Es precisamente en esa ocupación en donde efectivamente se pone de relieve el carácter disruptivo de la manada zombi, en donde todas las barreras quedan trastocadas por una nueva urgencia: la suspensión total del programa del capitalismo tardío. La mordida zombi supone esta suspensión radical (aunque, como se observa de la mayoría de las gramáticas zombianas, siempre provisionales), una “economía política de la violencia” cuya radicalidad está en su carácter ilimitado y duradero de contagio, en suma, una máquina de guerra que no sólo suspende la lógica productivista, sino que no cesa en su voluntad de destrucción de mundos (en pleno sentido deleuzeano, es decir, como dislocación de la lógica productiva).[3]
El filme de Yeon Sang-ho ratifica el carácter de irrupción disruptiva que reviste la poiesis zombiana en la lógica hiperproductivista y explotadora del capital, y, a pesar de las modulaciones que podamos encontrar en este maravilloso subgénero de terror, es una constante que hallaremos en toda su literatura.
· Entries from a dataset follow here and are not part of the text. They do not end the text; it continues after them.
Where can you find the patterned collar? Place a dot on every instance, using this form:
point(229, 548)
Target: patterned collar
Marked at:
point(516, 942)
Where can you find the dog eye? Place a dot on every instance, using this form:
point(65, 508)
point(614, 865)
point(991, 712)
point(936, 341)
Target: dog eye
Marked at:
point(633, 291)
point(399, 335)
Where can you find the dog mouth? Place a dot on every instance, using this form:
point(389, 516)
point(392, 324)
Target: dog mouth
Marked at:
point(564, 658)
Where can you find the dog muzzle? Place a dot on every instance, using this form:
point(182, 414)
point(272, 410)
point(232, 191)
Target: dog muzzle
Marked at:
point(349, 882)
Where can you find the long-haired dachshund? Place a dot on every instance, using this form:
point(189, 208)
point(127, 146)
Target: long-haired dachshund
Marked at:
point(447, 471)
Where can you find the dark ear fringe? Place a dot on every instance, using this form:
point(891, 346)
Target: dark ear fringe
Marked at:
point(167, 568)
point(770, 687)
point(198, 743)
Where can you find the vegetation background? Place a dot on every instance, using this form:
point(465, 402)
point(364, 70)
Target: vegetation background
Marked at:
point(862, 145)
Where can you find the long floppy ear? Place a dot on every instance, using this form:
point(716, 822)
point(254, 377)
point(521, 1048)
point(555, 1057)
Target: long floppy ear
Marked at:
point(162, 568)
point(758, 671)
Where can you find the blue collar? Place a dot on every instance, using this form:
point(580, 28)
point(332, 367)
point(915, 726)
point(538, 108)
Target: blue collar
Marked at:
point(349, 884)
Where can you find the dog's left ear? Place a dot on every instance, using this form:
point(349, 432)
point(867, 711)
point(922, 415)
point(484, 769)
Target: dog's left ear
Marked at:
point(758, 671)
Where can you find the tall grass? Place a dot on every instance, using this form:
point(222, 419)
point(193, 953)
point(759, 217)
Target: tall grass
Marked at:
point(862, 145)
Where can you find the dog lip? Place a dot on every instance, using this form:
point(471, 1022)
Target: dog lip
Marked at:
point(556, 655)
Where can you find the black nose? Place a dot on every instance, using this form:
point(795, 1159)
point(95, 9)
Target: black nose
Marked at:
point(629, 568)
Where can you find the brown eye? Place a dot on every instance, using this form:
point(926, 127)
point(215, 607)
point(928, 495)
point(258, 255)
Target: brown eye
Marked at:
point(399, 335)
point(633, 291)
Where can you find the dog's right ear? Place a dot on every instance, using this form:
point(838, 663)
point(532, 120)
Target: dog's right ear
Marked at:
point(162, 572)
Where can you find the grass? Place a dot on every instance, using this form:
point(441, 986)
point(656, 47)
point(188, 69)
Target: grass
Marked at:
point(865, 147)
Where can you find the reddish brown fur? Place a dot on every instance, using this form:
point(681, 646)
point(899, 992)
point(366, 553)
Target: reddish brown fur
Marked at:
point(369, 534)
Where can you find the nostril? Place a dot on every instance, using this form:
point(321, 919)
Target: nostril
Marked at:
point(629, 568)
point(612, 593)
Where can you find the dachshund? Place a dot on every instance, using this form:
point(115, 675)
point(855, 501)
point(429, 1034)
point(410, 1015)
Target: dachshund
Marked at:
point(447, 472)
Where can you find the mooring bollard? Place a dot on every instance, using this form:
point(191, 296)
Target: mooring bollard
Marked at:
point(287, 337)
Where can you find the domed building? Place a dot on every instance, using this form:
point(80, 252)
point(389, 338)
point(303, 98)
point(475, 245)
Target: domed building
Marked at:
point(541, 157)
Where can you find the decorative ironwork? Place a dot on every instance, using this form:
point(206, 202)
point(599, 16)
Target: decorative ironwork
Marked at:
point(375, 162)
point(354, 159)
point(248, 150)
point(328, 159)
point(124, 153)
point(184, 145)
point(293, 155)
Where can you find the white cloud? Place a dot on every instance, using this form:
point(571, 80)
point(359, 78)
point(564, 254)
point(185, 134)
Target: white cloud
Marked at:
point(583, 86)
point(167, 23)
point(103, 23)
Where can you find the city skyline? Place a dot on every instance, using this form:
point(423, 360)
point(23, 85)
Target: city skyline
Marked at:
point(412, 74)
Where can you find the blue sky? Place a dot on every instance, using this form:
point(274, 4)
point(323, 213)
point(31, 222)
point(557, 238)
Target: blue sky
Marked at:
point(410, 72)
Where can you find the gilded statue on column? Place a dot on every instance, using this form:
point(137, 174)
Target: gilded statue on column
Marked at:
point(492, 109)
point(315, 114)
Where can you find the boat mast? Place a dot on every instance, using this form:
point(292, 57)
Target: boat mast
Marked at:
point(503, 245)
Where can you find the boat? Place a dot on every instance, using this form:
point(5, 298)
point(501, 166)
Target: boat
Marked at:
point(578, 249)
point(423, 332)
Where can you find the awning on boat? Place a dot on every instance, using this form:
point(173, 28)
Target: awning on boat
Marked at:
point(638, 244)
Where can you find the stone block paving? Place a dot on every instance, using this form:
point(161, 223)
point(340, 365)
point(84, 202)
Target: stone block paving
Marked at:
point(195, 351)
En ese sentido, el acontecimiento zombi no sobreviene para que terminemos donde comenzamos; por el contrario, es una patada de tablero al retroceso, a la posibilidad de volver al grado cero. En un apocalipsis zombi, como en el tren a Busan, nada debería llegar igual de una estación a otra.
[1] https://alienocene.com/what-is-alienocene
[2] En una genealogía apresurada, se podría aseverar que fue George Romero quien cristalizó este subgénero —que ya venía siendo cultivado por el folclore haitiano—, fundamentalmente con su primera película, Night of the living dead, de 1968. Más tarde sumaría una vasta filmografía a su repertorio zombi, con Dawn of the dead (1978), Land of the dead (2005) y Survival of the dead (2009).
[3] “Esto requiere la revelación progresiva y angustiosa de que destruir mundos es otra forma de acabar con el capitalismo, redefinir el socialismo, constituir una máquina de guerra capaz de responder a la máquina de guerra mundial con otros medios”. (Delueze y Guattari en Culp, 2016: 47).